Adaptable Moral Stances of Large Language Models on Sexist Content: Implications for Society and Gender Discourse
This research highlights the dual capacity of LLMs to both justify and help understand sexist language, posing a significant challenge for developers and users of AI systems in sensitive societal contexts.
This paper investigates how eight large language models (LLMs) apply moral reasoning to both criticize and defend sexist language, demonstrating their ability to provide comprehensible and contextually relevant explanations grounded in diverse moral perspectives. The study found that all eight models could generate arguments for both critiquing and endorsing sexist views, with some models aligning more with progressive or conservative ideologies.

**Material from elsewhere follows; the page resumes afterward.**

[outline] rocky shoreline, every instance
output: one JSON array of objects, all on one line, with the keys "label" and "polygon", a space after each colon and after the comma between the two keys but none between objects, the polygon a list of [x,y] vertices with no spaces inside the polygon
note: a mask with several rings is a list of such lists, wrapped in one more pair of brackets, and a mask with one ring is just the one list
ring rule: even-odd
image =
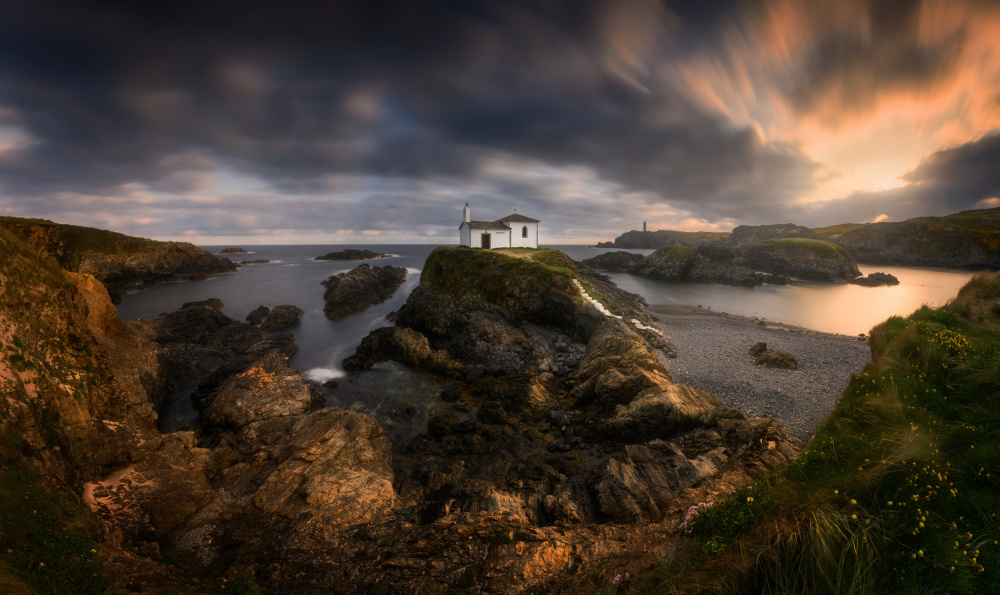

This work provides an explanatory view of how LLMs can apply moral reasoning to both criticize and defend sexist language. We assessed eight large language models, all of which demonstrated the capability to provide explanations grounded in varying moral perspectives for both critiquing and endorsing views that reflect sexist assumptions. With both human and automatic evaluation, we show that all eight models produce comprehensible and contextually relevant text, which is helpful in understanding diverse views on how sexism is perceived. Also, through analysis of moral foundations cited by LLMs in their arguments, we uncover the diverse ideological perspectives in models' outputs, with some models aligning more with progressive or conservative views on gender roles and sexism. Based on our observations, we caution against the potential misuse of LLMs to justify sexist language. We also highlight that LLMs can serve as tools for understanding the roots of sexist beliefs and designing well-informed interventions. Given this dual capacity, it is crucial to monitor LLMs and design safety mechanisms for their use in applications that involve sensitive societal topics, such as sexism.